Imagem ilustrativa da imagem BC mantém juros por incertezas sobre ajustes
| Foto: Marcelo Camargo/Agência Brasil
Reunião do Copom foi a primeira de Ilan Goldfajn na presidência do BC; este é o período mais longo de taxa imóvel no País no regime de metas de inflação



Pelo 12º mês consecutivo, o Comitê de Política Monetária (Copom) do Banco Central (BC) decidiu ontem manter a taxa básica de juros, a Selic, em 14,25%, em decisão unânime. No comunicado divulgado após a decisão, a primeira com Ilan Goldfajn na presidência do BC, o colegiado entendeu que ainda há riscos de inflação, mesmo com o movimento de desaceleração, e incertezas em relação à aprovação de ajustes necessários à economia nacional. Apesar de esperada pelo mercado, a manutenção do índice foi criticada por entidades do setor produtivo e de trabalhadores, por atrasar ainda mais a retomada dos investimentos e da geração de empregos.
É o período mais longo de taxa imóvel no regime de metas de inflação, implantado no Brasil em 1999. A ata do encontro que detalha a decisão do Copom será publicada na próxima terça-feira e é aguardada por indicar se existe viés de repetir ou de reduzir a Selic no próximo mês. A taxa básica é usada como referência para busca de créditos em bancos ou para pagamento na venda de títulos da dívida pelo governo, mas, para o consumidor, costuma ser bem maior. A pior das taxas, a cobrança sobre os juros rotativos do cartão de crédito, chegou em junho a 447,44%, segundo a última pesquisa da Associação Nacional dos Executivos de Finanças, Administração e Contabilidade (Anefac).

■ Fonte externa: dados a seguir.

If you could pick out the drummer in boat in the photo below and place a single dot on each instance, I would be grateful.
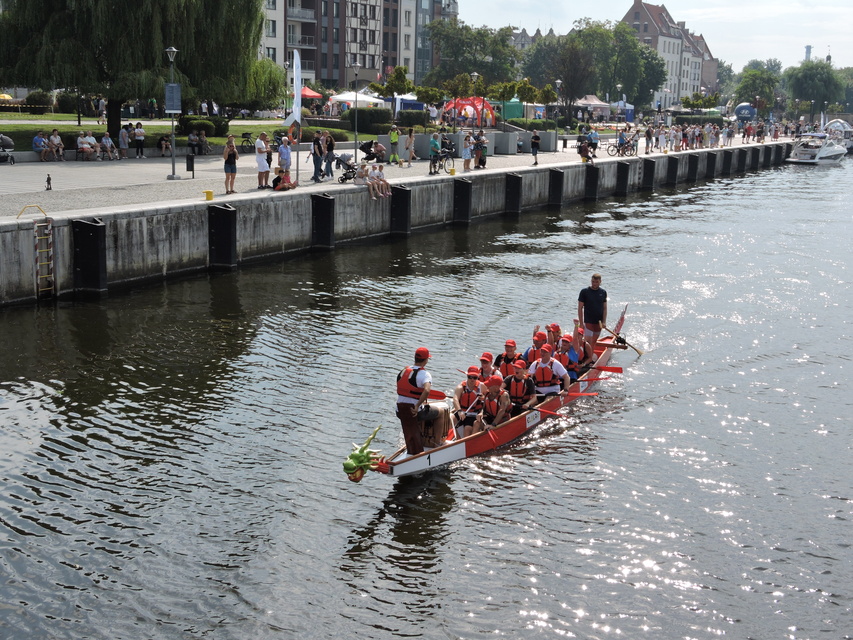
(413, 387)
(505, 360)
(520, 388)
(548, 374)
(496, 405)
(468, 400)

Conforme o relatório do BC, porém, "o ambiente encontra-se relativamente benigno para as economias emergentes. No entanto, a dinâmica da recuperação da economia global permanece frágil, com incertezas quanto ao seu crescimento". Ainda, apontou que a inflação segue acima do esperado no curto prazo, "em boa medida decorrente de preços de alimentos".
A Federação do Comércio de Bens, Serviços e Turismo do Estado de São Paulo (Fecomercio-SP) divulgou nota, na qual citou "exagero no conservadorismo" por parte do BC. Na entidade, a crença é de que já há espaço para reduzir a Selic.

Inflação
O consultor econômico da Associação Comercial e Industrial de Londrina (Acil), Marcos Rambalducci, afirmou que o setor produtivo gostaria que a taxa caísse, mas que qualquer análise estritamente técnica deveria indicar a manutenção. "Se a Selic fosse reduzida, ficaria a sinalização ao mercado de que não se dá a devida importância à inflação, que ainda resiste", diz. Para ele, não existe combate à alta dos preços sem recessão. "Ainda teremos momentos difíceis pela frente."

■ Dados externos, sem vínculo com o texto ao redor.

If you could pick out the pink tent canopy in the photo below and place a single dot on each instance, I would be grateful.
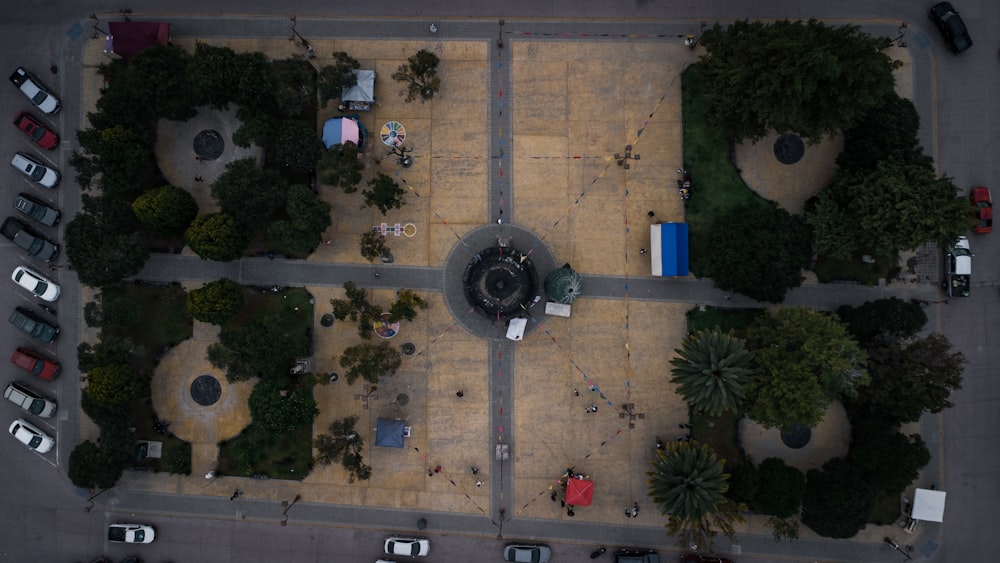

O presidente do Sindicato de Economistas de Londrina, Ronaldo Antunes, vai na mesma linha e afirma que a decisão do BC visa recuperar a credibilidade da política monetária do País, "de forma mais técnica". "Ainda não se reduziram as despesas do governo como se deveria e não vejo espaço para diminuir a Selic. É preciso construir as bases, ajeitar a casa", diz. Ele completa que medidas mais duras devem ser tomadas apenas após a decisão sobre a permanência de Temer no lugar da presidente afastada, Dilma Rousseff.

Desestímulo
No entanto, o supervisor técnico do Departamento Intersindical de Estatística e Estudos Socioeconômicos (Dieese) do Paraná, Sandro Silva, afirma que é preciso criticar a tática adotada ainda em 2014 de elevar juros diante do desaquecimento econômico, o que diminuiu a arrecadação e elevou crise já avizinhada pelas dificuldades no cenário internacional. "Foi reflexo de nossa Selic ser muito elevada em relação à de outros países, o que desestimula os investimentos, enquanto estávamos com um real valorizado, o que prejudicou o setor produtivo nacional e facilitou as importações."

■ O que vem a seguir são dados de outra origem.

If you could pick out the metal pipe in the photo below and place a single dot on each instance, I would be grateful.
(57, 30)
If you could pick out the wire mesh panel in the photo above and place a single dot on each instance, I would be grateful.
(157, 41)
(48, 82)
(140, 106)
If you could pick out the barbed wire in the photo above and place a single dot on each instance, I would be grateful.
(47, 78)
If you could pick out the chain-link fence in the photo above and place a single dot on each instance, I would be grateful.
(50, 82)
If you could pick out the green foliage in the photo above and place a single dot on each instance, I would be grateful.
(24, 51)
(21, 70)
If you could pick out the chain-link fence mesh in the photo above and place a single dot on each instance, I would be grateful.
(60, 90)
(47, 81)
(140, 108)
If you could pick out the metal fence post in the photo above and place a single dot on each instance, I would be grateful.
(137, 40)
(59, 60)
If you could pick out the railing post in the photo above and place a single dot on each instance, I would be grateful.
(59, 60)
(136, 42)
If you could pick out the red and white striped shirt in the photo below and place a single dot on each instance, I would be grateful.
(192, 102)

Silva considera que, aliado à crise política e aos desdobramentos da Operação Lava Jato, o problema agravou a crise. "O governo atual tem pressão forte para manter uma política conservadora e mudar a ótica do anterior, mas toma medidas que prejudicam a maior parte da população", diz. "Poderia mudar a lógica do sistema tributário, por exemplo, que é regressivo, mas tem tomado decisões que aumentam a regressividade, como diminuir a alíquota sobre remessa de dinheiro ao exterior", sugere.